Se plaignent aussi les dits habitants que les droits que font actuellement payer les fermiers généraux sont exorbitants, tant pour le contrôle des actes, sols pour livre, papiers et parchemins timbrés, et que les dits habitants ne peuvent connaître le motif de ces augmentations ; pourquoi ils demandent qu'il soit fait un nouveau tarif, moins cher, et soumis à toute notoriété.

ART. 2. — Droits féodaux. — Se plaignent les dits habitants de ce que les seigneurs percevant, suivant leurs rôles rentiers, les rentes jadis assises sur la totalité de chaque masure ou tenue, dépendante de leurs fiefs (voir la note 1 qui suit), s'emparent actuellement des vagues qui se trouvent en icelles (que les vassaux ou tenuyers n'avaient sans doute laissés de la sorte que pour leur commodité), même des arbres qui y ont cru, ou afféagent le fonds aux tenuyers de la dite masure, et souvent même à des étrangers, pour une autre rente bien plus onéreuse que ne l'était la première (voir la note 2 qui suit).

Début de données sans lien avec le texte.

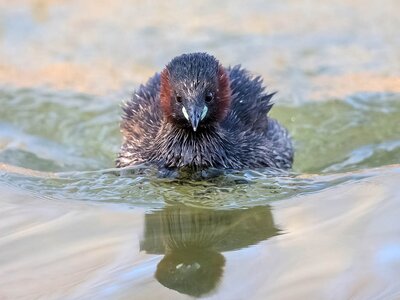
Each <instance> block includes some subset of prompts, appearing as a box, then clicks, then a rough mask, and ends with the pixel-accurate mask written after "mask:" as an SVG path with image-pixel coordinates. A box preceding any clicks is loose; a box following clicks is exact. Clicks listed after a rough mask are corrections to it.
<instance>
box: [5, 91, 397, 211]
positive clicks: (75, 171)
mask: <svg viewBox="0 0 400 300" xmlns="http://www.w3.org/2000/svg"><path fill="white" fill-rule="evenodd" d="M121 100H122V99H120V98H119V97H118V96H109V97H98V96H91V95H87V94H77V93H71V92H53V91H51V90H45V89H2V90H1V91H0V105H1V108H2V109H1V111H0V162H3V163H6V164H9V165H13V166H20V167H24V168H28V169H33V170H38V171H43V172H49V173H50V174H53V175H55V177H54V176H52V177H49V176H46V175H45V174H43V176H29V175H21V174H15V173H10V172H4V171H2V172H1V173H0V176H1V177H2V180H4V181H6V182H8V183H9V184H12V185H14V186H18V187H21V188H23V189H27V190H30V191H33V192H34V193H38V194H40V195H42V196H50V197H54V198H58V199H79V200H90V201H105V202H113V203H125V204H128V205H130V206H133V207H135V206H141V207H145V208H147V209H154V208H160V207H163V206H164V205H165V204H166V203H170V204H176V203H185V204H187V205H190V206H199V207H214V208H224V207H228V208H229V207H231V208H241V207H250V206H257V205H265V204H267V203H268V202H270V201H272V200H277V199H284V198H288V197H290V196H293V195H299V194H304V193H311V192H315V191H319V190H322V189H325V188H328V187H331V186H334V185H337V184H338V183H342V182H346V181H349V180H356V179H358V178H360V176H361V175H359V174H358V173H355V174H352V171H355V170H360V169H364V168H372V167H377V166H382V165H388V164H395V163H398V162H399V161H400V129H399V126H398V124H399V123H398V122H399V116H400V99H399V96H398V95H392V94H358V95H354V96H352V97H349V98H347V99H338V100H331V101H324V102H309V103H305V104H303V105H300V106H287V105H284V104H279V103H278V104H276V105H275V107H274V108H273V110H272V116H273V117H275V118H277V119H278V120H279V121H281V122H282V123H283V124H284V125H285V126H286V127H287V128H288V129H289V131H290V132H291V134H292V136H293V140H294V144H295V147H296V155H295V164H294V168H293V171H292V172H290V173H283V172H276V171H271V170H244V171H240V172H239V171H235V172H227V173H226V174H224V175H221V176H217V177H213V178H211V179H207V180H200V181H190V180H188V179H166V178H160V177H159V176H157V172H156V170H153V169H151V168H148V167H145V166H143V167H138V168H134V169H131V170H129V171H128V172H122V173H121V171H120V170H117V169H113V162H114V159H115V155H116V153H117V152H118V148H119V145H120V143H121V136H120V134H119V129H118V126H119V119H120V117H119V114H120V106H119V105H120V102H121ZM346 172H347V173H346ZM307 173H313V174H320V175H324V174H325V176H318V177H317V176H315V177H312V176H311V177H310V176H307V177H305V176H303V175H302V174H307ZM337 173H345V174H343V175H340V176H332V174H337ZM365 176H367V175H365ZM361 177H363V176H361Z"/></svg>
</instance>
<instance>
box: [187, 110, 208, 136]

Note 1 : Les aveux de la seigneurie de la Courpéan montrent que les mouvances comprennent surtout des masures, dont les rentes se paient solidairement (Arch. de la Loire-Inférieure, E 380). Consultons, par exemple, l'égail des rentes dues sur la masure de Lapreaye et Cornillière, en 1758 : les rentes solidaires de cette masure s'élèvent à 27 boisseaux d'avoine menue, moitié comble et moitié trocollée, mesure de Châteaubriant, 10 poules. 48 s. t. Voy. aussi l'égail de la masure de la Rousselière, de 1758, et l'égail de la masure de la Bricardière, de 1764 (Ibid., E 381). D'autre part, la baronnie de Châteaubriant percevait les rentes suivantes : 127 l. 14 s. 10 d. monnaie ; 6 l. 12 s. 1 d. tournois ; 12 chapons ; 2 poulets ; 147 poules 1/2 ; 83 boisseaux 4 godets d’avoine grosse comble, mesure de Châteaubrint ; 340 boisseaux d’avoine menue comble, même mesure ; 291 boisseaux d’avoine menue, moitié comble et moitié trocollée. Le revenu total de ces rentes montait en 1783 à 2.293 l. (Arch. du musée Condé, à Chantilly , F1 et F7).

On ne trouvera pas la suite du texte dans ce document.